University of Girona (SPAIN)
This study focuses on developing primary school preservice teachers’ collaborative learning. The study includes qualitative and quantitative methods of analysis to determine both the professional development through reflection and the interrelations between the dimensions of need-supportive teaching, i.e, autonomy support, structure and involvement.

The study comprised two sets of students. The higher education university (University of Girona) participants were 36 fourth-year primary school preservice teachers in the bachelor of Primary School Education, in the specific program of physical education. The second set of students belonged to three primary schools, comprising a total of 288 third and fourth grade students which were grouped in groups of four primary school students. Each preservice school teacher was assigned randomly to two primary school students groups. Seminars on collaborative and reflective learning addressed to the preservice students set the scenario for establishing the basis of the collaborative teaching.
Preservice school teachers were grouped in three groups (12 students in each) in order to design two new collaborative challenges to be carried out by primary school students. In addition, they chose 6 more challenges already available among a group of 24 challenges that were created by them. Each preservice school teacher developed in practice a total of 8 collaborative challenges (CA1 to CA8). Each preservice teacher directed the same activity at the same time with a duration of 10-15 minutes. CA1 to CA4 had a defined structure (fixed materials and roles). CA5 and CA6 had a semi-defined structure (fixed materials but no roles). Finally, challenges CA7 and CA8 had no structure (no materials and no roles defined).
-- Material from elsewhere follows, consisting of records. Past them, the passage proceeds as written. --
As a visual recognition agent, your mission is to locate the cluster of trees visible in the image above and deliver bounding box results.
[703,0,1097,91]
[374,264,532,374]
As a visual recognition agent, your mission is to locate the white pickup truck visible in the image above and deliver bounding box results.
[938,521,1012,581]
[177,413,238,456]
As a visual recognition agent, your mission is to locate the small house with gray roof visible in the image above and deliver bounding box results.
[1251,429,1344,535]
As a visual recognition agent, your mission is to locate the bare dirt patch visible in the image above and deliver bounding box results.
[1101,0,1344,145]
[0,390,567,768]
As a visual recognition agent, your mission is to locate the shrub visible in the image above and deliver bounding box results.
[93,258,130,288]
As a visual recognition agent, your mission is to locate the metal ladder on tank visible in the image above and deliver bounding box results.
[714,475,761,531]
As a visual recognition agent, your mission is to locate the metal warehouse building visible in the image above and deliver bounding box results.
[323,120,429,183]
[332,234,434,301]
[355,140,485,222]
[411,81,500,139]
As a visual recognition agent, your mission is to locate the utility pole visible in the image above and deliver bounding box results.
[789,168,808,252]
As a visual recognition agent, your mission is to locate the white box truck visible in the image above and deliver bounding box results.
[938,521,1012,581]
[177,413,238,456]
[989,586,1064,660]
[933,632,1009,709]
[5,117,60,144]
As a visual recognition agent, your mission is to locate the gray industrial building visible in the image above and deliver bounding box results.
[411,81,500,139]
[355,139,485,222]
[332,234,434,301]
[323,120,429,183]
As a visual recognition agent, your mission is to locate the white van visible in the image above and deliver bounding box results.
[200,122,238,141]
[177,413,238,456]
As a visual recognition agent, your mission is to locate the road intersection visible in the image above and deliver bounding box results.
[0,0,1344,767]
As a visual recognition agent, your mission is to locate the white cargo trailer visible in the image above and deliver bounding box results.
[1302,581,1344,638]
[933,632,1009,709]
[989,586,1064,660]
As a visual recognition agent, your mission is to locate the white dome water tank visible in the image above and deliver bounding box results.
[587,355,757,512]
Each preservice teacher student did three reflective narratives along the study. The content of the 108 narratives was assessed by means of the NARRA rubric. In addition, preservice school teachers’ perceptions on need-supportive teaching were investigated with a questionnaire scaled for autonomy support, structure and involvement. Finally, a set of seven preservice school teachers were chosen randomly to participate in a focus group that was video-recorded. A script was prepared considering the educational experience each preservice school teacher had participated in, or the role of using collaborative and reflective methods in improving their level of self-awareness as both individuals and future professionals.

Results and discussion:
This study highlights the potential of collaborative learning as well as the potential to use reflective narratives to explore prior conceptions and beliefs on professional development. The use of mixing qualitative and quantitative methods of analysis identified the positive interdependences that trigger responsibility in primary school students. Positive interdependence binds group members together by both completing one’s share of the activity and helping the work of other group members. On the other hand, the design of the level of structure in the designed challenges by the preservice s teachers determined perceived scales of autonomy support, structure and involvement. It was proved that need-supportive teaching is a powerful instrument for teachers to encourage students’ motivation in order to increase student’s achievement.